On l’attendait beaucoup sur le report sine die du passage d’un régime de change fixe à un régime de change flexible décidé par le gouvernement marocain. Et il s’est enfin expliqué. Lors du point de presse tenu ce mardi à l’issue du Conseil de Bank Al-Maghrib (BAM), le gouverneur de la Banque centrale, Abdellatif Jouahri, a tenu à clarifier quelques points.
Selon lui, il n’y a pas eu d’empiètement dans les prérogatives de BAM. «La décision (politique, ndlr) de migrer vers un régime de change flexible revient au gouvernement. Tout l’aspect technique, la préparation notamment, revenait à la Banque centrale qui s’est acquittée de sa mission», précise-t-il d’emblée, non sans ajouter qu’«on peut percevoir positivement cette décision si le gouvernement l’a prise pour mieux apprécier les conséquences de la réforme et la soutenir, surtout qu’elle s’étale sur le long terme».
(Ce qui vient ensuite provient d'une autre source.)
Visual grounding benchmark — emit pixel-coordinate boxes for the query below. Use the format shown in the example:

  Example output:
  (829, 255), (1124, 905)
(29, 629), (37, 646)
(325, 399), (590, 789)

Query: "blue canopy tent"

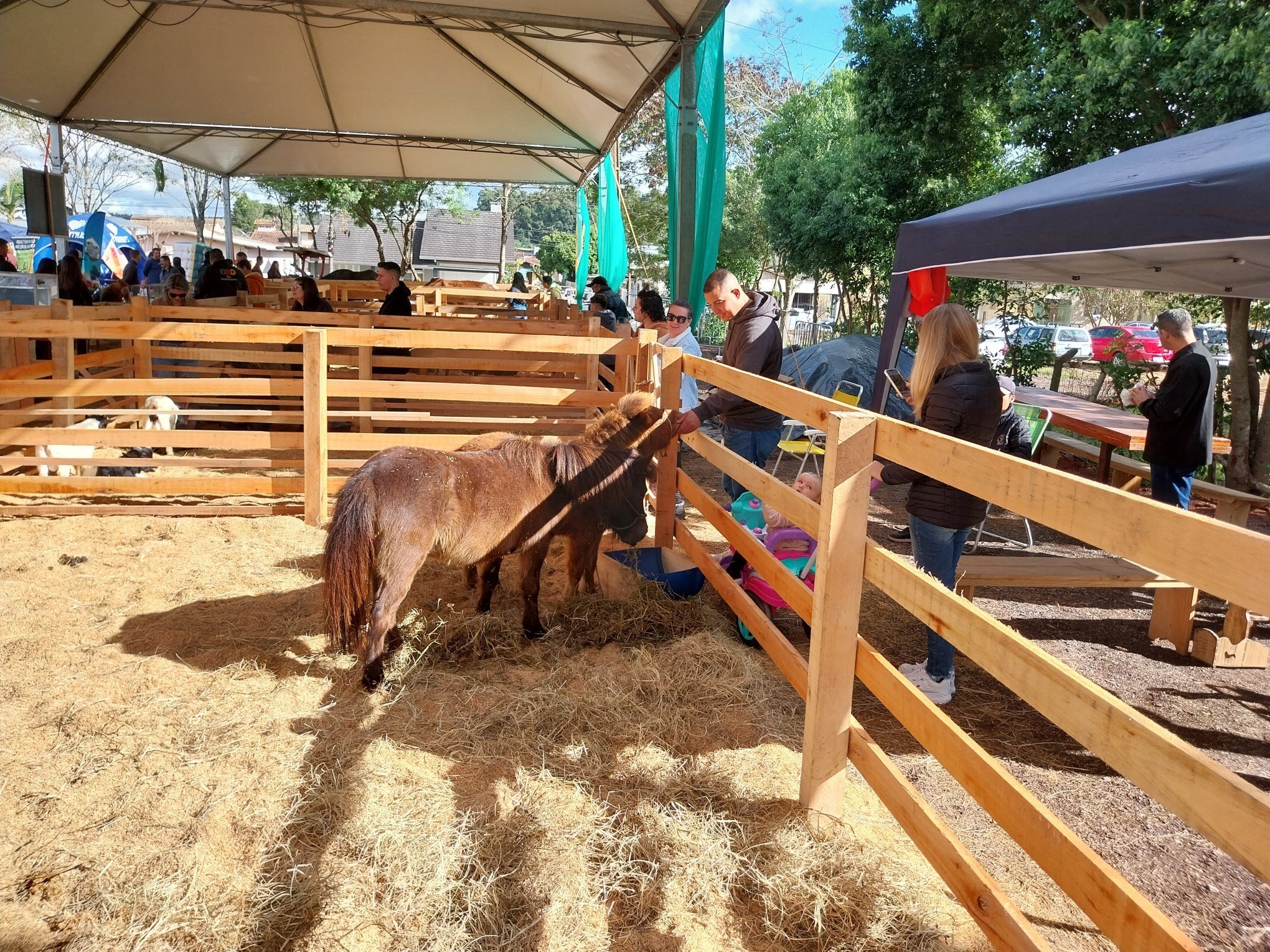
(32, 215), (144, 277)
(871, 113), (1270, 410)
Sauf que lors de sa sortie télévisée fin juin dernier, à la veille de l’entrée en vigueur de la réforme, le chef du gouvernement, Saad Eddine El Othmani, avait justifié ce report par le fait qu’il fallait encore «étudier certains impacts». Le gouvernement a-t-il alors demandé par la suite à la Banque centrale de faire des études complémentaires ? «Non», rétorque Jouahri, qui se dit prêt à effectuer toutes les études nécessaires si on les lui demande.
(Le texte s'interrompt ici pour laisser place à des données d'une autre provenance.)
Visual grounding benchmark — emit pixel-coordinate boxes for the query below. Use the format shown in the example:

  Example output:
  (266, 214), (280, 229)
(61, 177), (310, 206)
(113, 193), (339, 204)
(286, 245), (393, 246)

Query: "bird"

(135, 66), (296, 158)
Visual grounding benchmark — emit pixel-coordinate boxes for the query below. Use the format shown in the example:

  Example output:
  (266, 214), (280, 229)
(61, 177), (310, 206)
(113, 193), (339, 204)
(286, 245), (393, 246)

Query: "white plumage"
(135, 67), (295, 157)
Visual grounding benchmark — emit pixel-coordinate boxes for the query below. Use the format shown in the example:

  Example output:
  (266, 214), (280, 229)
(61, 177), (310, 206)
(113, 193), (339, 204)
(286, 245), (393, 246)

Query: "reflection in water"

Mais le fait même d’évoquer des études complémentaires paraît dénué de sens, car c'était implicitement avouer que le travail de BAM était incomplet. Or, selon la Banque centrale, tous les prérequis nécessaires pour entamer la réforme étaient réunis : la soutenabilité budgétaire, une inflation maîtrisée, des réserves de change à un niveau adéquat, un système bancaire solide, la modestie de l’élargissement de la bande de fluctuation du Dirham … Le tout complété par une démarche transparente, à travers les différentes réunions d’information (une vingtaine) tenues avec le patronat et les autres opérateurs. «Nous avons peut-être eu un peu de retard par rapport à notre communication vis-à-vis du grand public», reconnaît cependant Jouahri, tout en insistant sur la nécessité de cette réforme.
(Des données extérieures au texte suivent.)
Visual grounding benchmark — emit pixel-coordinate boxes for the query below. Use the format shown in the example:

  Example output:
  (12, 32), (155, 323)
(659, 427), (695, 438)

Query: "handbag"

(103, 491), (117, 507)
«Elle a un objectif précis : servir de levier aux réformes structurelles que le gouvernement doit mener, notamment afin de rendre l’économie marocaine beaucoup plus compétitive. Si nous voulons un autre modèle de développement économique, changer la structure du commerce extérieur, aller vers l’émergence, c’est vers ce genre de réformes qu’il faut aller. Nécessairement, nous allons devoir l’initier. Et le gouvernement devra dire ce que nous voulons faire», explique Jouahri.
Rappelons par ailleurs qu’au mois de juin dernier, peu avant l’entrée en vigueur de la réforme (finalement ajournée), des opérations de spéculation ont eu lieu sur le Dirham, certains opérateurs anticipant sa dévaluation, et ce malgré les garanties apportées à l’époque par la Banque centrale. «L’Office des changes est en train de mener une enquête pour détecter les opérations non conformes à la réglementation des changes», souligne le patron de BAM, informant au passage que «depuis le 8 août, les banques n’ont pas effectué d’achat de devises chez nous».■
D. W.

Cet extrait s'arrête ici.